Many people might ask why I would bring this one up. The reason I mention it is because about 70% of people I talk to about say ”I don’t understand what difference believing in Yeshua would make in my life?” This is a very popular approach. In this argument, many people say their religious beliefs have been tried and tested out in the reality of life. Thus, they think their beliefs correspond to reality because they do make a difference.
This does have some merit. After all, if a specific faith is the one true path, it should make a radical difference in the reality of life. The challenge of this argument is that in some cases, it seems Christianity doesn’t work. Christians have challenges in their families, work related issues and relationships. However, just because Christians don’t always reflect the character of Yeshua and don’t always show the difference it makes, this doesn’t mean Christianity is false.
It could be that the person is not under healthy teaching/discipleship or living in sin. So the pragmatic argument can be a tricky one. Everyone knows Christians have done some amazing things for the world (see here), but we also have some inconsistencies.
#6: Existential Arguments
The latest book by Clifford Williams Called Existential Reasons For Belief in God is another approach to why people believe in God.
According to Williams, for some people logic and reason are dominant and in others emotion and satisfaction of needs are dominant.
Williams mentions 10 existential needs from his book:
- the need for cosmic security
- the need for meaning
- the need to feel loved
- the need to love
- the need for awe
- the need to delight in goodness
- the need to live beyond the grave without the anxieties that currently affect us
- the need to be forgiven
- the need for justice and fairness
- the need to be present with our loved ones
#7: Religious Experience
Here we have to differentiate between knowing our faith is true and showing our faith is true:
1.Knowing our faith is true though personal experience: Disciples of Jesus are blessed to receive the assurance of the truthfulness of our faith through the work of the Holy Spirit (Rom 8: 16-17; 2 Cor. 2:2). However, people of other faiths claim to have personal revelations/experiences. Thus, people have contradictory religious experiences that seem quite real. For example, Mormons claim that the Holy Spirit confirms their faith as true by a “burning in the bosom”—this is something they consider to be a confirmatory personal experience.

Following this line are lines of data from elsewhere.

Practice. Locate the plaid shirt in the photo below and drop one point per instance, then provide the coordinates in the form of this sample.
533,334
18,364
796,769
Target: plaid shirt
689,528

Showing our faith is true through reasons and evidence: While religious experience is important, all experience must be grounded by truth and knowledge. Knowledge can be the key thing as to what keeps us close to God over the long haul. Plus, Jesus says we should love him with all our being (i.e., mind, emotions and will). Sometimes people think that personal religious experience negates the need for having other good reasons for faith.
But think about this: Would you accept Islam as true if a Muslim said to you, “I know Islam is true because of my personal experience.” Or, what if a Mormon said to you, “I know Mormonism is true because of personal experience.” The list goes on. I assume many of us wouldn’t consider Islam nor Mormonism as being true based on these comments. Therefore, perhaps when we say, “I follow the Messiah because of my personal experience,” some people aren’t very impressed. In conclusion, religious experience should be one aspect of our overall cumulative case for our faith.

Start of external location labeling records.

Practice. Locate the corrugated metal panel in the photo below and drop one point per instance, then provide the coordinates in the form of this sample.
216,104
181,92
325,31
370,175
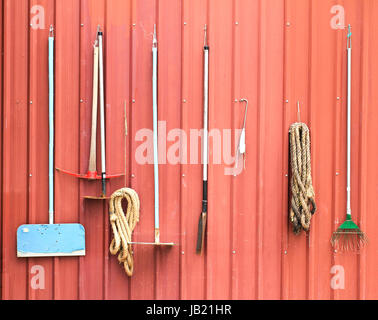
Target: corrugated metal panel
269,51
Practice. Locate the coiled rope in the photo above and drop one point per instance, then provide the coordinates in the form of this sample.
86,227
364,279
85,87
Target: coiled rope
302,192
123,226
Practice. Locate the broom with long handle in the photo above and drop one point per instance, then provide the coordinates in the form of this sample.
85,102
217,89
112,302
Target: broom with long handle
349,236
203,216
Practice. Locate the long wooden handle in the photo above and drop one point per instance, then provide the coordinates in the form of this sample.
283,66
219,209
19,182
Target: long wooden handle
92,155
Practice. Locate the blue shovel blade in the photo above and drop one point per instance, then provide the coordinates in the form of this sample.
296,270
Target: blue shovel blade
50,240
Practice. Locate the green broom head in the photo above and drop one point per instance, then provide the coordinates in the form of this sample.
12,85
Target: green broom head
349,236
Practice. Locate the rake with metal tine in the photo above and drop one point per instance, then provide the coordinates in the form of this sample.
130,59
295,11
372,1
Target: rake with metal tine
348,236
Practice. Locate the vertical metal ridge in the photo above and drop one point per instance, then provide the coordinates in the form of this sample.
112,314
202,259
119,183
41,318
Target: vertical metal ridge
28,142
2,25
312,235
232,118
129,103
261,148
285,177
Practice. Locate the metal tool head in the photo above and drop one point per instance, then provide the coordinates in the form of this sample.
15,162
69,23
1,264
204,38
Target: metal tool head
50,240
349,237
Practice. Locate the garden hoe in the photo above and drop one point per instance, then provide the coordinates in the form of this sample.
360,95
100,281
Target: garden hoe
155,138
92,172
203,216
51,240
349,236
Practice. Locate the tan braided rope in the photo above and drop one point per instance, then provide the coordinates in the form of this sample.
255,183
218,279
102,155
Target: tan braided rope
302,203
123,226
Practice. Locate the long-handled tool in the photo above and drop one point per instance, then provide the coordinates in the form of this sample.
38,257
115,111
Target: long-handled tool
92,172
203,216
349,236
155,135
41,240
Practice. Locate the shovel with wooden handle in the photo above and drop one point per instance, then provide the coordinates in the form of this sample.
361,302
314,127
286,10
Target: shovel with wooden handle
51,240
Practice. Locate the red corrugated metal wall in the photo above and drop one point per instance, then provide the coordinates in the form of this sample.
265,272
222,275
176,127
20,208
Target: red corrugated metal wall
273,52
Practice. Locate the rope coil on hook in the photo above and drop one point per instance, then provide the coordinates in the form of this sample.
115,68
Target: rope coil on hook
302,202
123,226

There are several other approaches to the existence of God. Given humans are emotional, intellectual, and volitional creatures, there is no “one size fits all approach.” I hope that has caused you to go further in the question of God’s existence.

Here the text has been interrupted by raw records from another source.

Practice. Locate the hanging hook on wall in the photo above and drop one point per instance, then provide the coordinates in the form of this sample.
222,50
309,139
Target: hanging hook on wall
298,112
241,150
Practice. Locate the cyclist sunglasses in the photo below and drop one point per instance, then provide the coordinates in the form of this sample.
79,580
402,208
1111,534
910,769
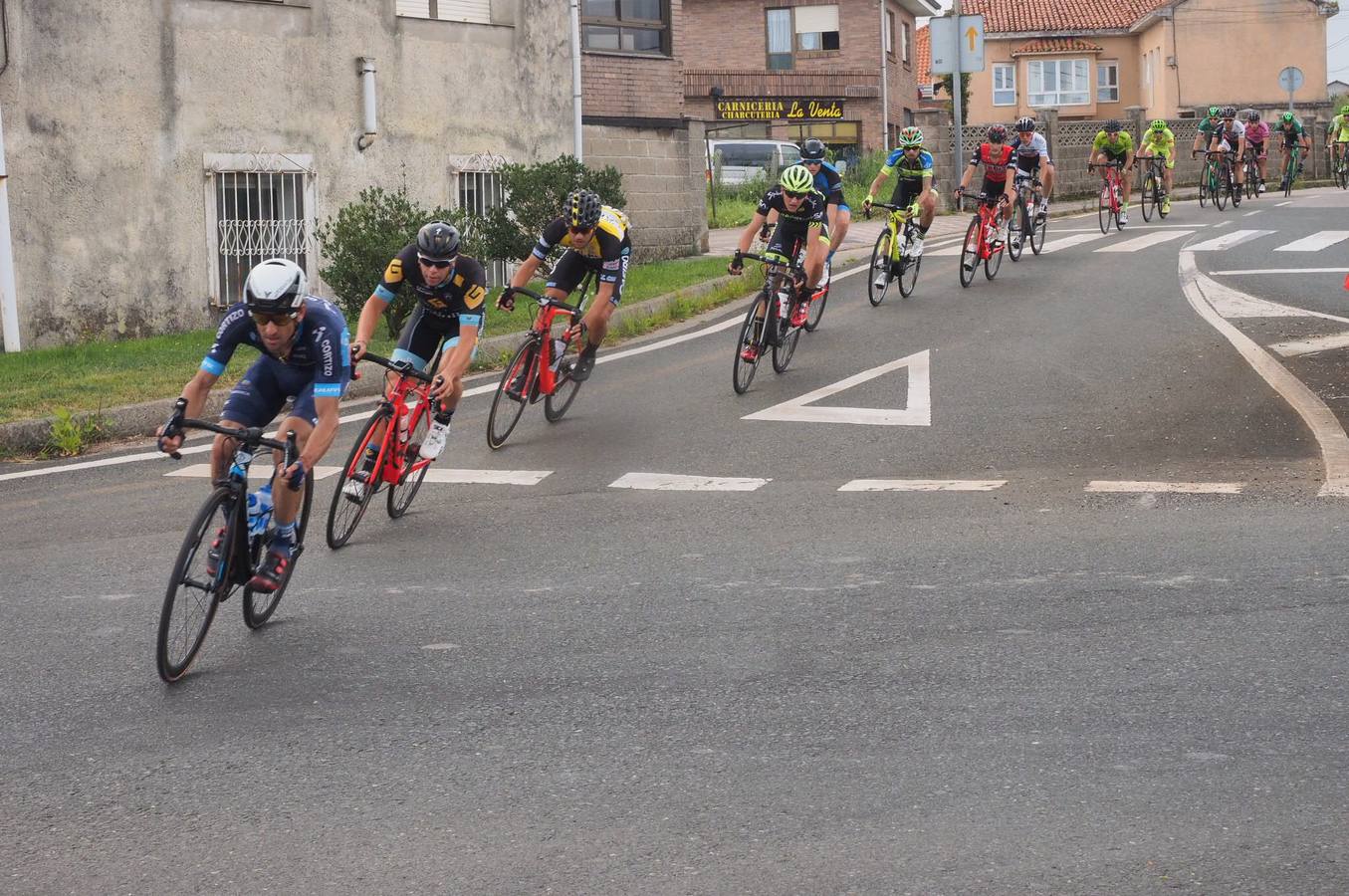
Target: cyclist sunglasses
280,320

 See Gregory A. Boyd and Paul R. Eddy, The Jesus Legend: A Case For The Historical Reliability of the Synoptic Tradition (Grand Rapids: MI: Baker Books. 2007).
 Gary R. Habermas, Antony Flew, and David J. Baggett, Did the Resurrection Happen?: A Conversation with Gary Habermas and Antony Flew (Downers Grove IL: Intervarsity. 2009), 85.
 Gary R. Habermas and Antony G. N. Flew, Did Jesus Rise from the Dead? The Resurrection Debate, ed. Terry L. Miethe (San Francisco: Harper & Row. 1985), 3.
(4) W.L. Craig, Reasonable Faith: Christian Faith and Apologetics 3rd ed. (Wheaton: Crossway, 2008), 43-60.